Table of Contents
- Choosing the Wrong Plan Type for Your Business
- Overlooking Hidden Fees That Eat Into Returns
- Failing to Communicate Effectively with Employees
- Ignoring Compliance Requirements
- Missing Tax Benefits and Matching Opportunities
- Skipping Annual Plan Reviews
- Going Without Professional Guidance
As a small business owner, offering a 401(k) plan can be one of your most powerful tools for attracting top talent and building your own retirement security. However, the complexity of these plans creates numerous pitfalls that can cost you thousands of dollars and create serious compliance headaches.
Recent data shows that 73% of small businesses with 401(k) plans make at least one significant mistake in their first three years of operation. These errors range from choosing inappropriate plan designs to missing critical compliance deadlines, and they can result in penalties ranging from $5,000 to $50,000 or more.
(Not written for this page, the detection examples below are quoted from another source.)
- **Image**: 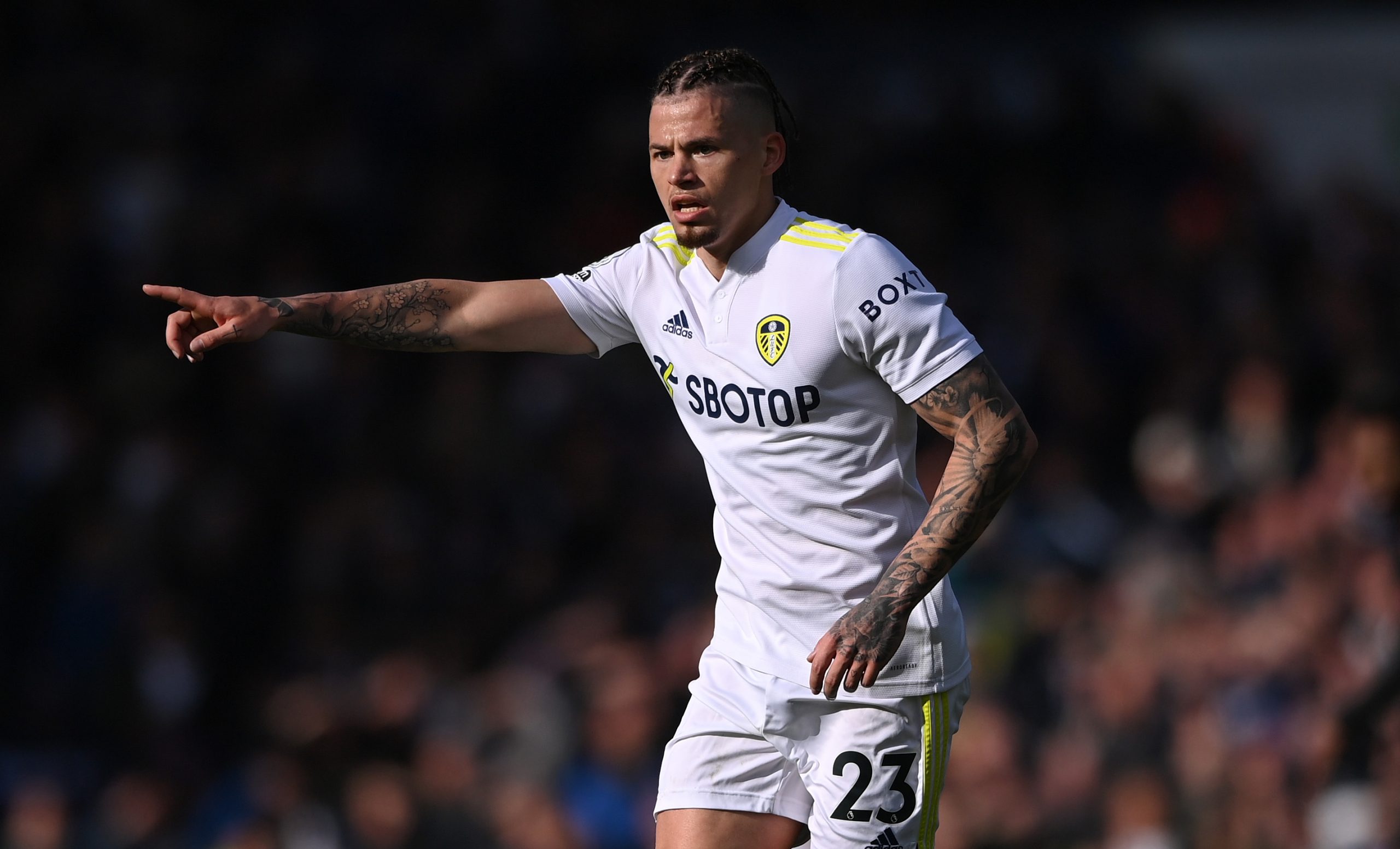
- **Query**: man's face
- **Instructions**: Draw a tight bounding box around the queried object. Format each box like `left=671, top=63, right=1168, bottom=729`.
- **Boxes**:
left=648, top=88, right=785, bottom=250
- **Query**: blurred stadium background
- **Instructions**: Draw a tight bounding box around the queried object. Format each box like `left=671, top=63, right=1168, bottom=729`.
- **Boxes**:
left=8, top=7, right=1400, bottom=849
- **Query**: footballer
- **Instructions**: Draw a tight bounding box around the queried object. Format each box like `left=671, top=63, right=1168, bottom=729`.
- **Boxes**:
left=145, top=49, right=1036, bottom=849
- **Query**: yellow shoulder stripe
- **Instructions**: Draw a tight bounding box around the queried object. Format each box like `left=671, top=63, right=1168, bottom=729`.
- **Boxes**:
left=788, top=224, right=855, bottom=245
left=792, top=215, right=857, bottom=239
left=778, top=232, right=845, bottom=250
left=651, top=226, right=696, bottom=267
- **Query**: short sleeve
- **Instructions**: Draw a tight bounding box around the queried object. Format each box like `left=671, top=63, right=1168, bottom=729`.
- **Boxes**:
left=833, top=233, right=982, bottom=404
left=545, top=243, right=644, bottom=356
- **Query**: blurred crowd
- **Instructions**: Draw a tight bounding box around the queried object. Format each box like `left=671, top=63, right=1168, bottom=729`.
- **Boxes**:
left=0, top=0, right=1400, bottom=849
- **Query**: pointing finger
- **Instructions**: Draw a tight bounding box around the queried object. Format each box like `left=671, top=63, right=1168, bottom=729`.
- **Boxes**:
left=142, top=284, right=214, bottom=313
left=189, top=321, right=241, bottom=360
left=822, top=649, right=851, bottom=699
left=845, top=660, right=870, bottom=692
left=165, top=309, right=195, bottom=360
left=807, top=634, right=836, bottom=695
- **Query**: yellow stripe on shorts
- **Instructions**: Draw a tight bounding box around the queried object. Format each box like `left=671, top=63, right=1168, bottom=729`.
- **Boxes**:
left=918, top=692, right=952, bottom=849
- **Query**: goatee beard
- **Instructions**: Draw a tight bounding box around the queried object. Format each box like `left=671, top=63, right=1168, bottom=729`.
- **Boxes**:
left=675, top=226, right=720, bottom=250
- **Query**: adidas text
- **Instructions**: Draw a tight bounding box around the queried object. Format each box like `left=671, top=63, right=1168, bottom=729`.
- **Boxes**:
left=661, top=309, right=695, bottom=338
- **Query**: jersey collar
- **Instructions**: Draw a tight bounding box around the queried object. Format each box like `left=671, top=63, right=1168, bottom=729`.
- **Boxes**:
left=725, top=197, right=797, bottom=281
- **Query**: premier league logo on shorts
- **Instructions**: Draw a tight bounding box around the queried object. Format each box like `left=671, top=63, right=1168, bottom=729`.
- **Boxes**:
left=757, top=315, right=792, bottom=365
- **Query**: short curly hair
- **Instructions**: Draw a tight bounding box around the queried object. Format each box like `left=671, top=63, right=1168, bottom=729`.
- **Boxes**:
left=651, top=48, right=797, bottom=186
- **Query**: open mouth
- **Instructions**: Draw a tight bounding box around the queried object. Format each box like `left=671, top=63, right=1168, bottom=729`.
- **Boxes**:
left=670, top=195, right=710, bottom=224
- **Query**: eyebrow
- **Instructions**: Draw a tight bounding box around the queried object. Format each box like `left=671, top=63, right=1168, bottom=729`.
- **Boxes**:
left=648, top=136, right=720, bottom=150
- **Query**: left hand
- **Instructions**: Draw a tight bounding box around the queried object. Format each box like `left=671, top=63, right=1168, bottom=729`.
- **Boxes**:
left=807, top=599, right=908, bottom=699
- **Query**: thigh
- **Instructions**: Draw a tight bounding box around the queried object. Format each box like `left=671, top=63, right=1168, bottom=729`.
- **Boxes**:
left=657, top=809, right=803, bottom=849
left=655, top=696, right=812, bottom=828
left=655, top=651, right=812, bottom=828
left=785, top=680, right=972, bottom=849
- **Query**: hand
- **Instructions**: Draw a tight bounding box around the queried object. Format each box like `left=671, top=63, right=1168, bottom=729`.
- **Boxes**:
left=142, top=285, right=277, bottom=362
left=807, top=599, right=908, bottom=699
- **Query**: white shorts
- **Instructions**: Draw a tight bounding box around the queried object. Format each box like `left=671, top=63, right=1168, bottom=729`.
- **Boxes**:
left=657, top=649, right=972, bottom=849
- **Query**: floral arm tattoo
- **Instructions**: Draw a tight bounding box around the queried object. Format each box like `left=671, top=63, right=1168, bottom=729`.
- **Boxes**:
left=871, top=355, right=1036, bottom=616
left=813, top=355, right=1036, bottom=685
left=259, top=280, right=457, bottom=351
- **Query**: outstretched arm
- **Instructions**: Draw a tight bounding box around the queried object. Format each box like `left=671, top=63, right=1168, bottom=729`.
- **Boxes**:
left=808, top=355, right=1036, bottom=698
left=143, top=280, right=597, bottom=362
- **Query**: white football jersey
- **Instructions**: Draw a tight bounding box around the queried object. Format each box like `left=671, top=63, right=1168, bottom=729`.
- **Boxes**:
left=547, top=201, right=982, bottom=696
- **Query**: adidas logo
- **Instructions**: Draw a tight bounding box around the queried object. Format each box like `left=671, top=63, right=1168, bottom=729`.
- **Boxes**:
left=865, top=828, right=918, bottom=849
left=661, top=309, right=695, bottom=338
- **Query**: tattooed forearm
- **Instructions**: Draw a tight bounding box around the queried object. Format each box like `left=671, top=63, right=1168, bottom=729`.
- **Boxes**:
left=259, top=280, right=457, bottom=351
left=871, top=356, right=1036, bottom=616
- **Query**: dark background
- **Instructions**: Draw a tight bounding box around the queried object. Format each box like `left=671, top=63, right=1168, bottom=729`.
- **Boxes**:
left=0, top=7, right=1400, bottom=849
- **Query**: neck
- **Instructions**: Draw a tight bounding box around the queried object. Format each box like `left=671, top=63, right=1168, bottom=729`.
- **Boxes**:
left=696, top=195, right=778, bottom=280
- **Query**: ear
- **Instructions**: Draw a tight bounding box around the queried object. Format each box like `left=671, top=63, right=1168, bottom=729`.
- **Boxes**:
left=763, top=133, right=787, bottom=176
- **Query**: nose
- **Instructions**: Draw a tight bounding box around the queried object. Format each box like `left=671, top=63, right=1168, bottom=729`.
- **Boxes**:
left=667, top=154, right=696, bottom=189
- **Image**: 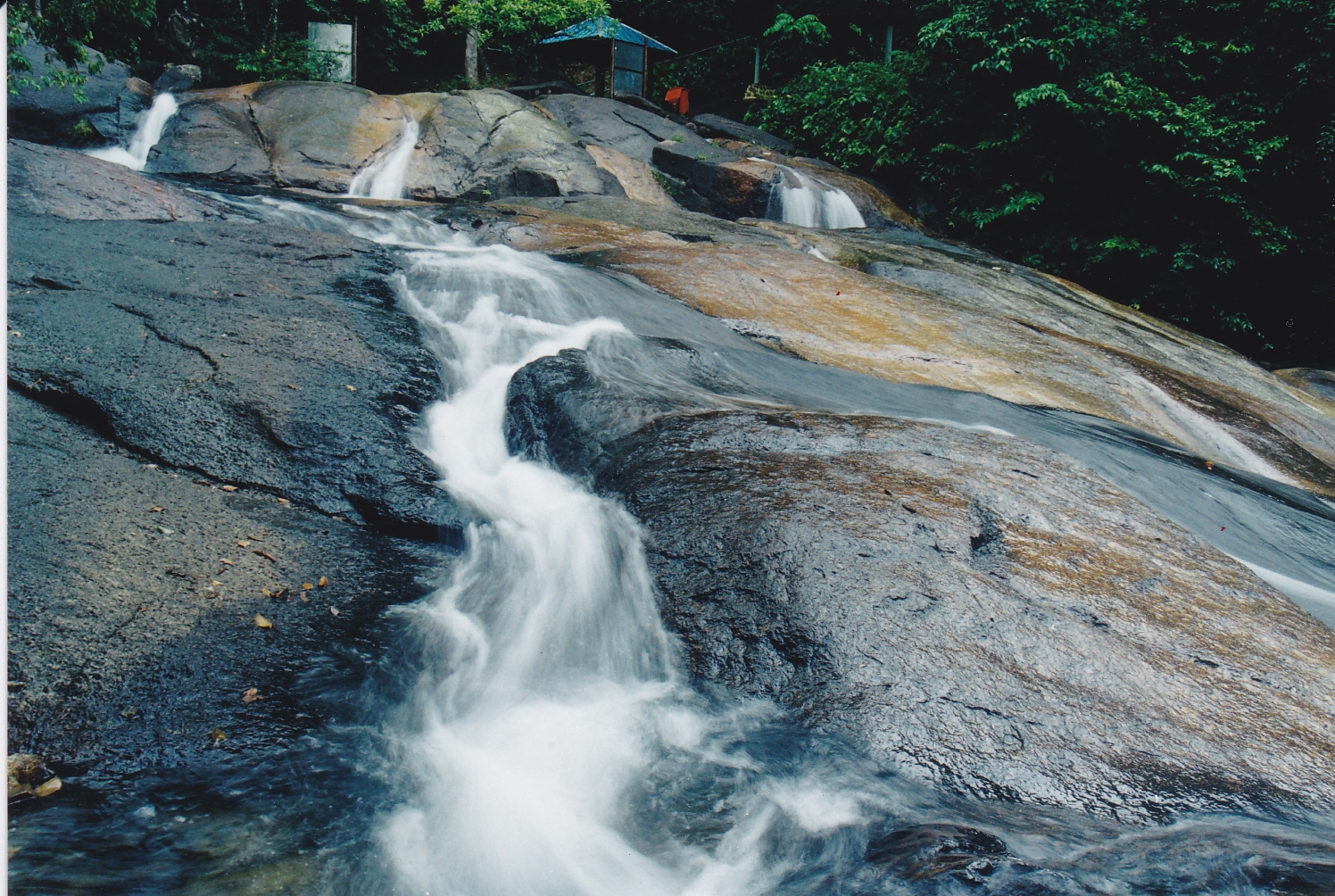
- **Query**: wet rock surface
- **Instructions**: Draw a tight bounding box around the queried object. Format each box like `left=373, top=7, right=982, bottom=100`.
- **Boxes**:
left=148, top=81, right=616, bottom=200
left=8, top=140, right=226, bottom=220
left=9, top=216, right=460, bottom=542
left=8, top=390, right=444, bottom=789
left=507, top=353, right=1335, bottom=821
left=535, top=94, right=713, bottom=163
left=692, top=112, right=797, bottom=155
left=8, top=185, right=462, bottom=792
left=504, top=197, right=1335, bottom=495
left=5, top=43, right=135, bottom=143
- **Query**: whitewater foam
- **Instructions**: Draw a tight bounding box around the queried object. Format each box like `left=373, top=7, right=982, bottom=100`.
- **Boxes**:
left=88, top=92, right=178, bottom=171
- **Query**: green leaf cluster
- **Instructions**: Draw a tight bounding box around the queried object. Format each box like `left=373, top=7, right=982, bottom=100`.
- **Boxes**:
left=753, top=0, right=1335, bottom=366
left=425, top=0, right=609, bottom=52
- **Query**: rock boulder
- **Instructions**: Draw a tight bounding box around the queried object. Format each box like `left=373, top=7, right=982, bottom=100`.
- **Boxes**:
left=509, top=353, right=1335, bottom=821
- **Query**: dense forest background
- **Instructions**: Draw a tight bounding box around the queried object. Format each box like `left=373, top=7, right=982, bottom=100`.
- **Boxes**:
left=9, top=0, right=1335, bottom=369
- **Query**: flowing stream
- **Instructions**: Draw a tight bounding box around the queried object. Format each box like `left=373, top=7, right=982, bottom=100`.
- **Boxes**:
left=88, top=91, right=178, bottom=171
left=12, top=187, right=1335, bottom=896
left=347, top=118, right=419, bottom=199
left=757, top=159, right=867, bottom=229
left=224, top=199, right=1335, bottom=895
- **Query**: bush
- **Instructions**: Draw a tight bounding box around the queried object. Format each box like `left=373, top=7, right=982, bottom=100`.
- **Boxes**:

Let's examine the seven most common 401(k) mistakes small business owners make and provide you with actionable strategies to avoid them.
Choosing the Wrong Plan Type for Your Business
One of the biggest mistakes small business owners make is adopting a generic, one-size-fits-all 401(k) plan without evaluating their specific needs. Not all plans suit every business structure, and the wrong choice can create unnecessary complexity and expense.
Traditional 401(k) plans work best for businesses with diverse employee groups and varying income levels. However, they require annual nondiscrimination testing, which can limit how much highly compensated employees (including you) can contribute if rank-and-file employees don't participate at adequate levels.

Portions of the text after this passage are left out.